The deeply ingrained, indeed, constitutionally protected, U.S. tradition of the public trial and public records has led to a system where there are few restrictions on public access to criminal record information.  Europe, by contrast, is more willing to limit the press in service of important goals such as reintegration of people with convictions. Alessandro Corda and Sarah E. Lageson have published an important new study on how this works on the ground.  Disordered Punishment: Workaround Technologies of Criminal Records Disclosure and The Rise of A New Penal Entrepreneurialism, in the British Journal of Criminology, explains how these traditions play out practically in the United States and Europe.

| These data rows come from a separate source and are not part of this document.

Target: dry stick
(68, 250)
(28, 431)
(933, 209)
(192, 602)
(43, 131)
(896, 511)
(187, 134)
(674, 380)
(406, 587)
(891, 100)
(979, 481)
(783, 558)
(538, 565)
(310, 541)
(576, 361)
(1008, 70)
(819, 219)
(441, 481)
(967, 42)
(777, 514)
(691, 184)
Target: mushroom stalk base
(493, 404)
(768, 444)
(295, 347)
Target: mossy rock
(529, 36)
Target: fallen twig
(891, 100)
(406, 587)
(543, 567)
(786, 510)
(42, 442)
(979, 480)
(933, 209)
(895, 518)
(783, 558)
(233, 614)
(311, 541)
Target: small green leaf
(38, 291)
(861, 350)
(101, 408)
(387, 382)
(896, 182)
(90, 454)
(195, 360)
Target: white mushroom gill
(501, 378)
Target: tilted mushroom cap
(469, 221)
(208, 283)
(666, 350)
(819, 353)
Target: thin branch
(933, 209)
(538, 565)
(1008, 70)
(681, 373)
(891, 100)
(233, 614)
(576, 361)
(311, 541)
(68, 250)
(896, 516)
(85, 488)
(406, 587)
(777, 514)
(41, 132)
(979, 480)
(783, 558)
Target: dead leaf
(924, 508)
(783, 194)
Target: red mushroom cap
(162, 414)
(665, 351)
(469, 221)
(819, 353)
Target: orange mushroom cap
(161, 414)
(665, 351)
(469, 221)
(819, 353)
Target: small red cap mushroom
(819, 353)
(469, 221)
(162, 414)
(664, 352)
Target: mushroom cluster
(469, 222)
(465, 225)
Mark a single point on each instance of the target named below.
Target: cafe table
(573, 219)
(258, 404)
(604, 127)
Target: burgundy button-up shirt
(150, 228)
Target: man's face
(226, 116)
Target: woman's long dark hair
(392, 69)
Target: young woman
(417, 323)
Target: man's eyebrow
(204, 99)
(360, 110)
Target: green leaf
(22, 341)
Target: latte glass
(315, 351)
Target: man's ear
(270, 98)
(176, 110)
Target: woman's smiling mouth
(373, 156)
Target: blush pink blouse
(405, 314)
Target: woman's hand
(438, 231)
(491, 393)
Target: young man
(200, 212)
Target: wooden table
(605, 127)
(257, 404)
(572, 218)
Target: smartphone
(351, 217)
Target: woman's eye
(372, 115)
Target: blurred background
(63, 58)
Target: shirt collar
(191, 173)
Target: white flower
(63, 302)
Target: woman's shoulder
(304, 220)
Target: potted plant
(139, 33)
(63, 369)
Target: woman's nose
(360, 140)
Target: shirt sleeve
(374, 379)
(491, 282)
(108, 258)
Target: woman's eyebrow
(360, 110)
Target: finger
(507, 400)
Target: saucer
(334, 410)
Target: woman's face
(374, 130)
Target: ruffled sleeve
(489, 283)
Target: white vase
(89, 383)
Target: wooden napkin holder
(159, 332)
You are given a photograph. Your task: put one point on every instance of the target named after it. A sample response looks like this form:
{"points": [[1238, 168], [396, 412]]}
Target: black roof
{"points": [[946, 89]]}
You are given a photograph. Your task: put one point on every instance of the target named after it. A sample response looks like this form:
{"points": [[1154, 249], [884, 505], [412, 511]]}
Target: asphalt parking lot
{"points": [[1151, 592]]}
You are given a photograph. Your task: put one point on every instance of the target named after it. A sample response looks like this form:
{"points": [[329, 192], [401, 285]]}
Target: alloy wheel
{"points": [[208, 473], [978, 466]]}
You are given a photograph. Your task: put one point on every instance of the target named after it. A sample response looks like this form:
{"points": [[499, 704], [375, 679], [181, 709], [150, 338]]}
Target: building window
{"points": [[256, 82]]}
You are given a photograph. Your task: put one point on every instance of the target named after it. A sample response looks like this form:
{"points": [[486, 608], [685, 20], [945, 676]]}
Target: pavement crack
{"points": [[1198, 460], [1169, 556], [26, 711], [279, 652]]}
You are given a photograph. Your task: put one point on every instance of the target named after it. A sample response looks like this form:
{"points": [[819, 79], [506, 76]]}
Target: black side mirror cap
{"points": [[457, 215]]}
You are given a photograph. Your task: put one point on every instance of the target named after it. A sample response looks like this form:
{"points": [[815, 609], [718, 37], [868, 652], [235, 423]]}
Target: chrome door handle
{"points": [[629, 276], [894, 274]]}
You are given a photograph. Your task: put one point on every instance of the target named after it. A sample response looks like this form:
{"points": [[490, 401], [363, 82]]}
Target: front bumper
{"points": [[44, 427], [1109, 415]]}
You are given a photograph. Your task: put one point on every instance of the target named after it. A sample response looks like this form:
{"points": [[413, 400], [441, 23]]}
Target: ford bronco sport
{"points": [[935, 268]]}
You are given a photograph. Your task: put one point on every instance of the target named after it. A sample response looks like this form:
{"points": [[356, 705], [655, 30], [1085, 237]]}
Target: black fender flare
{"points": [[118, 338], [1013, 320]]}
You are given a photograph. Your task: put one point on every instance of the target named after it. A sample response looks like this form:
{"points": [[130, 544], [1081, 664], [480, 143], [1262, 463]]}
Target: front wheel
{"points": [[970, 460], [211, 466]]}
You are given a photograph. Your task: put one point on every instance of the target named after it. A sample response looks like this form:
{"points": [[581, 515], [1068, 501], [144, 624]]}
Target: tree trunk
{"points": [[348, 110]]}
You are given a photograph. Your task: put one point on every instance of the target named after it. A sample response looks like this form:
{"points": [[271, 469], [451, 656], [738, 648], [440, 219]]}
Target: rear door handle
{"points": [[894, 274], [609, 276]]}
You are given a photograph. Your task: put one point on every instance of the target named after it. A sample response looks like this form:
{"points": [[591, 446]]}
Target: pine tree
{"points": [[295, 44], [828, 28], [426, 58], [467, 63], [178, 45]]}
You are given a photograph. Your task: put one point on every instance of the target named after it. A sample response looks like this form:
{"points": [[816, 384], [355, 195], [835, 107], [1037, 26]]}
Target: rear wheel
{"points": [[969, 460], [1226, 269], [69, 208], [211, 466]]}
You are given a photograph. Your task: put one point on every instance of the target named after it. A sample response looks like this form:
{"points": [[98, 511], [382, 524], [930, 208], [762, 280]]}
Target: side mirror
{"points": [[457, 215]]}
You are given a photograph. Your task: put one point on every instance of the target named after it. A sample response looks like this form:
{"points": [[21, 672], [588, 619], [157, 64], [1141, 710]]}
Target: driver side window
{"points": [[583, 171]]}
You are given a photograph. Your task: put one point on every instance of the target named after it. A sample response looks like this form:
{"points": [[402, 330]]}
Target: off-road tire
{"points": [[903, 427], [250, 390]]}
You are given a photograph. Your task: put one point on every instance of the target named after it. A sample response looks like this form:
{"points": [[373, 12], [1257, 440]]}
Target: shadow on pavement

The paper notes that systematically in the United States, and increasingly in Europe, private actors are “extracting, compiling, aggregating and repackaging records from different sources;” as the authors put it, they are “producing” not merely reproducing criminal records.  In so doing they expand the reach of punishment.  To the extent that any random Joe or Jane can obtain criminal records, then potential associates can make decisions based on records, accurate or inaccurate, showing convictions or even mere arrests or charges which were dismissed, diverted, or led to an acquittal.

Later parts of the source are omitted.